This argument is as old as time, and as far as I know there has never been any real proof in either direction. Both sides have theoretical merit, but all the "proof" I've seen is anecdotal.

Dan


----------



## lessd (Jan 23, 2005)

Dan203 said:


> This argument is as old as time, and as far as I know there has never been any real proof in either direction. Both sides have theoretical merit, but all the "proof" I've seen is anecdotal.
> 
> Dan


I agree !!
We all have our own beliefs and its very hard to change ones beliefs, look how hard it was to convince people that the world was round back in the 14th & 15th century, or where was Barack Obama birth place again ?? LOL


----------



## retired_guy (Aug 27, 2004)

I've had nine TiVos over the last ten years or so and have had disk failures only in two cases which both were while powering off and on. I had a third case of file corruption when power failed but was able to recover the disk in that case. I know that anecdotal evidence won't necessarily be meaningful for others but it was sufficient for me to justify getting UPS systems and minimizing powering off/on. Have not had a disk failure since.


----------



## rhettf (Apr 5, 2012)

has your wife ever tried earplugs? 

you could also put the TiVo in your main room and then get a TiVo Mini when it becomes available, its doesn't have a Hard Drive or Fan.


----------



## P42 (Jan 7, 2003)

Doesn't the Mini require a 4 tuner Premier? The OP has a Series3.
But yes, that would be a solution, but quite the $ jump.


----------



## dsnotgood (Aug 26, 2010)

Maybe stick it in a closet and use the slide remote?


----------



## rhettf (Apr 5, 2012)

P42 said:


> Doesn't the Mini require a 4 tuner Premier? The OP has a Series3.
> But yes, that would be a solution, but quite the $ jump.


You're correct. I missed that the OP has a Series3.


----------



## lrhorer (Aug 31, 2003)

Dan203 said:


> This argument is as old as time, and as far as I know there has never been any real proof in either direction. Both sides have theoretical merit, but all the "proof" I've seen is anecdotal.


Not at all. First of all, many companies and even some individuals have enough systems in service that the number is statistically significant. Indeed, with more than 30 hard drives in my house and more than 100 under my administration at work, I can tell you the systems that are online 24 x 7 have far lower failure rates than those that are shut off. Of the 70 drives in embedded systems that have been running for between 15 and 18 years continuously in our Nortel systems, fewer than 5 have failed in under 10 years, and fewer than 20 have failed, total. Compare that with a roughly 40% failure rate of desktop drives over a 10 year period, per our company records.

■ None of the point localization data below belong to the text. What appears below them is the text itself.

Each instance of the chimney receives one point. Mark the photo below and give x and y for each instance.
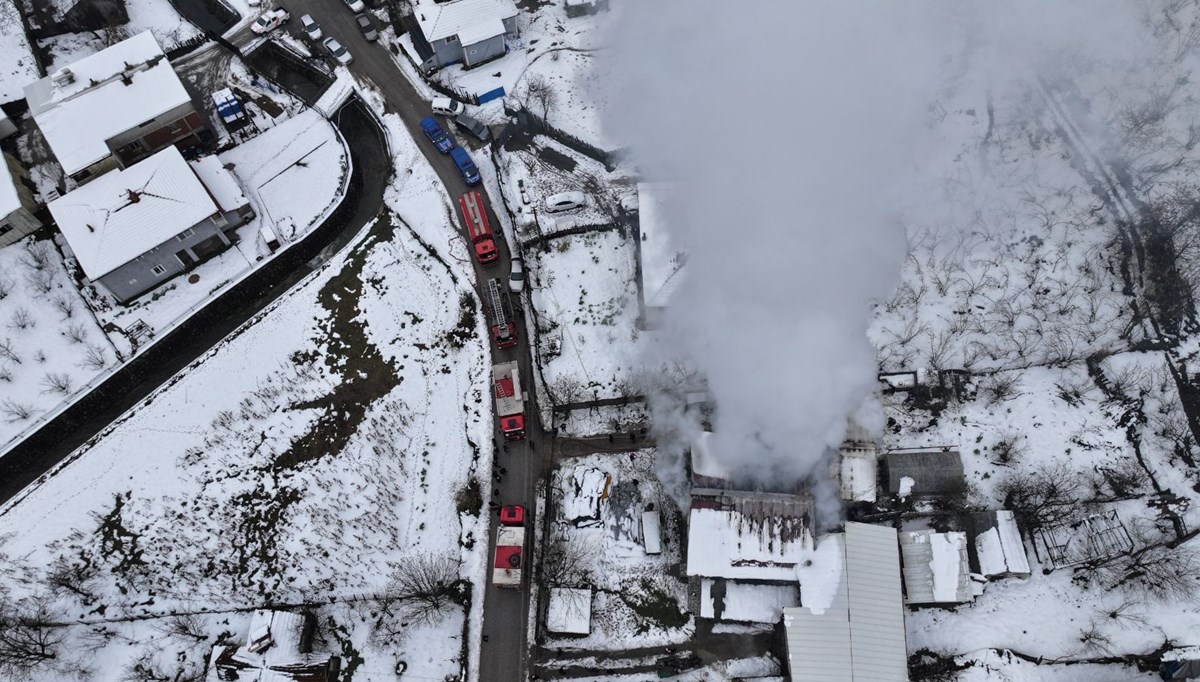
(63, 77)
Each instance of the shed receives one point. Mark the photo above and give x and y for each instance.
(935, 568)
(569, 611)
(652, 532)
(929, 472)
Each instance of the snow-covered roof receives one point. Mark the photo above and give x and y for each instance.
(472, 21)
(78, 117)
(10, 199)
(997, 545)
(569, 611)
(857, 634)
(745, 603)
(661, 262)
(749, 539)
(935, 568)
(124, 214)
(222, 185)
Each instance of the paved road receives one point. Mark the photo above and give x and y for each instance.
(150, 369)
(505, 648)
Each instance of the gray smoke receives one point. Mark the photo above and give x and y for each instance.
(799, 132)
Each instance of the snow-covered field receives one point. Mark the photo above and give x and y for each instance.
(307, 459)
(51, 345)
(19, 67)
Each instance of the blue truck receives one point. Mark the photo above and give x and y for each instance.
(466, 166)
(437, 136)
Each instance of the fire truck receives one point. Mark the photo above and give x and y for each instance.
(499, 313)
(509, 548)
(509, 400)
(474, 215)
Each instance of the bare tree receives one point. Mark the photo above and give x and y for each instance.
(41, 281)
(76, 333)
(540, 93)
(57, 382)
(30, 639)
(95, 358)
(22, 319)
(1042, 496)
(9, 351)
(64, 305)
(36, 256)
(424, 588)
(15, 411)
(568, 563)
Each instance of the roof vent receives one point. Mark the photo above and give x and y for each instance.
(63, 77)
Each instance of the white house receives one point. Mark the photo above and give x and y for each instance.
(936, 569)
(850, 623)
(133, 229)
(661, 261)
(113, 108)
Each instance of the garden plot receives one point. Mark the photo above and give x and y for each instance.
(318, 455)
(51, 346)
(586, 295)
(294, 174)
(597, 543)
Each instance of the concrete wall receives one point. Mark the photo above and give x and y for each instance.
(19, 222)
(175, 256)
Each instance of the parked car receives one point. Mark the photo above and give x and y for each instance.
(448, 107)
(516, 275)
(565, 202)
(437, 136)
(269, 21)
(340, 53)
(466, 166)
(228, 107)
(366, 27)
(311, 28)
(474, 126)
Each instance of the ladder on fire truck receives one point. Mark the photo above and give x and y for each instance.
(498, 317)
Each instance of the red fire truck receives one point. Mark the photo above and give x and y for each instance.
(509, 400)
(509, 548)
(499, 313)
(474, 215)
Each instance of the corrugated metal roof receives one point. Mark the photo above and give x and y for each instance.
(124, 214)
(77, 118)
(472, 21)
(859, 636)
(876, 615)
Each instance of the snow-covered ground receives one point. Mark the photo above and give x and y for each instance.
(307, 458)
(51, 345)
(19, 67)
(597, 534)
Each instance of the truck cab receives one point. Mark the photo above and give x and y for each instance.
(466, 166)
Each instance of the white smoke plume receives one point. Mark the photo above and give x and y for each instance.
(798, 132)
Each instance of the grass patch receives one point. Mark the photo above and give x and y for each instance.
(654, 606)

The same holds true of other systems, including even internal combustion engines. In the field, diesel generators and pumps last far longer than those in automobiles and trucks. It is not at all uncommon for a diesel field generator or pump to run continuously for 50 years, with down-time only for maintenance, while engines in a start-stop environment often require replacement after only a few years.


----------



## lrhorer (Aug 31, 2003)

retired_guy said:


> I've had nine TiVos over the last ten years or so and have had disk failures only in two cases which both were while powering off and on. I had a third case of file corruption when power failed but was able to recover the disk in that case. I know that anecdotal evidence won't necessarily be meaningful for others but it was sufficient for me to justify getting UPS systems and minimizing powering off/on. Have not had a disk failure since.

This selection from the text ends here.